A total of 1,825 participants aged 18 to 49 from southern Uganda with a median age of 32 years were enrolled in the study. A total of 919 were residents of an inland semi-urban agrarian community, while 906 belonged to a fishing community on the shore of Lake Victoria. Just over half were women (53%), of whom 107 were pregnant. HIV prevalence was 14% in inland communities and 40% in fishing communities, with about 90% viral load suppression among those living with HIV in both communities.
Blood samples were taken to test for HIV, herpes (HSV-2), and syphilis while genital swabs were collected for chlamydia, gonorrhoea and trichomonas testing.
There was a total of 177 chlamydia, 122 gonorrhoea, 196 trichomonas, and 98 active syphilis infections detected among 26% of participants (n=478), of whom 21% had several infections.
Over a third of people living with HIV (36%) had a curable STI. They were 51% more likely to be diagnosed with at least one curable STI than those who were HIV negative (adjusted prevalence risk ratio (aPRR) 1·51, 95% confidence interval 1·27–1·78).
The prevalence of trichomonas was 9·4% in the inland community and 12·2% in the fishing community, with the burden significantly higher among women than men (16% vs 5%), and among people living with HIV relative to people who were HIV negative (17% vs 8·5%).
High-titre syphilis (suggestive of active infection) was substantially more common in the fishing community than in the inland community (9% vs 1%). Notably, 17% of men living with HIV in the fishing community had high-titre syphilis infection.

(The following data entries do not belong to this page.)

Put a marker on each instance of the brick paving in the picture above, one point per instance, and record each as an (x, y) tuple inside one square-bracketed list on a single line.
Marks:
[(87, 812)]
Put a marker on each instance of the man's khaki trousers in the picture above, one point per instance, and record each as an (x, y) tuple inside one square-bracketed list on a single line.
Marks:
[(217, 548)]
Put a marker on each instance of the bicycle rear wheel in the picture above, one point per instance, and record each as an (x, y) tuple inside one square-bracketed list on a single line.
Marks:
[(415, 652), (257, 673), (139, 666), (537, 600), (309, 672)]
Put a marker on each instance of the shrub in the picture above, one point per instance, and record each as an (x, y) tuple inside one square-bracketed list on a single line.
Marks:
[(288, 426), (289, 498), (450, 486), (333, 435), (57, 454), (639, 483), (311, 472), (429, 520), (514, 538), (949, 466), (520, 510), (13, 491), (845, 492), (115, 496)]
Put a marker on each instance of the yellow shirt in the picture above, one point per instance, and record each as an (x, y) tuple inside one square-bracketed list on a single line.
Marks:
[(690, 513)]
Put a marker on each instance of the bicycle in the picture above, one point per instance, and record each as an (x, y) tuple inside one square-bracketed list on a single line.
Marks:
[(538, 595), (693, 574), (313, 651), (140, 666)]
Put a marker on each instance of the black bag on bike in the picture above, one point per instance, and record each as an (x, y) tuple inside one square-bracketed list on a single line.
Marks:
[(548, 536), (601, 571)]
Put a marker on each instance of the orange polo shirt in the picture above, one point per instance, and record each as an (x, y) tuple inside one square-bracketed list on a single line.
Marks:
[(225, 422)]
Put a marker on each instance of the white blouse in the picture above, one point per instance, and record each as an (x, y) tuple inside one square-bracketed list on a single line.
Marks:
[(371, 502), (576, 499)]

The prevalence of gonorrhoea was 5.0% in the inland community and 8.4% in the fishing community. Gonorrhoea prevalence was significantly higher among people living with HIV than those who were HIV negative (aPRR 1·93, 95% CI 1·30–2·86), except for women in the fishing community, for whom gonorrhoea prevalence was similar irrespective of HIV status.
Approximately one in ten people were diagnosed with chlamydia in both communities, and this was the only infection whose prevalence was lower among people living with HIV than those who were HIV-negative (6·6% vs 10·9%). Among men and women, chlamydia prevalence was highest among those younger than 30 years.
After infection, the herpes virus stays for life. HSV-2 seropositivity was highly prevalent in both communities, 43% in inland communities and 64% in fishing communities, and was strongly associated with HIV status. Women had a significantly higher prevalence of HSV-2 than men (63% vs 43%).
Untreated STIs can have serious consequences in pregnancy. Of the 107 pregnant women, 31% were diagnosed with chlamydia, 9% with gonorrhoea, 7% with trichomonas, and 3% with high-titre syphilis, with five women having several infections. Compared with pregnant women who were HIV-negative, pregnant women living with HIV were significantly more likely to have a curable STI (54% vs 24%); adjusted PRR 1·87, (1·10–3·17).
The authors urge the primary healthcare system in sub-Saharan Africa to integrate HIV and STI services. They say that the current approach of relying on symptoms to identify people with STIs is likely to miss many infections, and emphasise the need to introduce affordable, point of care STI diagnostics.
Grabowski KM et al. The HIV and sexually transmitted infection syndemic following mass scale-up of combination HIV interventions in two communities in southern Uganda: a population-based cross-sectional study.The Lancet Global Health 10: e1825-e1834, 2022 (open access).